AP's basic assumptions were readily evident: The federal government should be involved in every problem that arises. For example, AP reporters did not question the assumption that Washington should be deciding the sugar content of cereal and saying, in essence, "Silly rabbit, Trix aren't for kids." AP could have asked whether a Congress debating trillion-dollar deficits and authorizing funds for three wars should be debating whether 8 or 10 grams of sugar per serving makes a cereal grrrreat.
In February 2011, I interviewed Tom Kent, AP's deputy managing editor and standards editor, and asked him about studies showing that conservatives are rare in major mainstream news organizations and conservative Christians nowhere in sight. Kent responded, "I don't see this as an issue because we don't focus on it. There are people whom I've worked with for 20, 30 years, and I don't know how they vote. That would not be useful information for me to know."
Kent is an honorable man, but it seems to me that the lack of discussion indicates this should be an issue: When an organization includes a diversity of views, people know it.
A report that will not win a Pulitzer Prize is the one about iPhone production in China that NPR aired in January on its show, This American Life. Last month the program painfully announced that it is retracting Mike Daisey's juicy tale of armed guards at a plant with child labor, workers having a secret union meeting at Starbucks, and so on.
An NPR correspondent who lives in Shanghai, Rob Schmitz, had blown the whistle on the fiction after hearing details that contradicted his extensive experience. He then found Daisey's translator, learned that the most striking encounters never took place, confronted Daisey, and heard him admit regarding his work, "It's not journalism, it's theater."

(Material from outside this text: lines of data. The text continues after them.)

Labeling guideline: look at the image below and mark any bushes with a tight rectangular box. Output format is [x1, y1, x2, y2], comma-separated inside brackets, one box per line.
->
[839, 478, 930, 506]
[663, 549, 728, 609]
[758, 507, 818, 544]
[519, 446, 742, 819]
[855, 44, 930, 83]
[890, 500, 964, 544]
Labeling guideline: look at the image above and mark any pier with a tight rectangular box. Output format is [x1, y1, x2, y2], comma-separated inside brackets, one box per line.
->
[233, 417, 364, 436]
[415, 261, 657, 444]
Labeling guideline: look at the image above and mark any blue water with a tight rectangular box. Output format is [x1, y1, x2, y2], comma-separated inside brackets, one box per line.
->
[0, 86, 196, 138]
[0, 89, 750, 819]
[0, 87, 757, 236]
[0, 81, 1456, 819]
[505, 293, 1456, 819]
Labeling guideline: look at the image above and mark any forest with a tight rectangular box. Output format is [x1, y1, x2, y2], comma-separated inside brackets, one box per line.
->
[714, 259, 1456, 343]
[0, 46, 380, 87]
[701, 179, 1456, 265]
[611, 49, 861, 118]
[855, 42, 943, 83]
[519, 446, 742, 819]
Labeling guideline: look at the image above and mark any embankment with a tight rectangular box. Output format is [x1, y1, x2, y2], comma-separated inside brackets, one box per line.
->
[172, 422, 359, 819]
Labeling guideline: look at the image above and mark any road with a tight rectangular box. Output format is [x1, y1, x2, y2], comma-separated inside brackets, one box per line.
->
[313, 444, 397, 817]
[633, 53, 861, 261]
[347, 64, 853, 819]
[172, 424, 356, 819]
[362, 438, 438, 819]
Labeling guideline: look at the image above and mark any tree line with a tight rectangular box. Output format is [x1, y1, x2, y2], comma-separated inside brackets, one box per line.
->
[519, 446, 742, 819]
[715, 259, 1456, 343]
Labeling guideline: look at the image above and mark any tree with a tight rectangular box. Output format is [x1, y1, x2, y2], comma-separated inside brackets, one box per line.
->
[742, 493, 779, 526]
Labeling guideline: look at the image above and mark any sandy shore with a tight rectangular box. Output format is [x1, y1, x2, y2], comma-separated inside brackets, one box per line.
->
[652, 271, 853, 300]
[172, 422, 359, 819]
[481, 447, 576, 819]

Daisey has been telling his tale in "The Agony and Ecstasy of Steve Jobs," an acclaimed one-man theatrical show. Schmitz said Daisey's false report "resonated with people because it was a simple message. ... iPhones are made by children, Apple bad. ... Sign a petition, and now you're good." The reality, he added, is more complicated: Grueling work, but a step upward for the workers, who have options because many Chinese factory towns have a labor shortage.
That's the way it often is on questions involving "social justice." Conservatives sometimes mock the impulse, but it's the application that needs to be critiqued. In the age of social media, signing an online petition or consuming a particular product are cheap secular grace.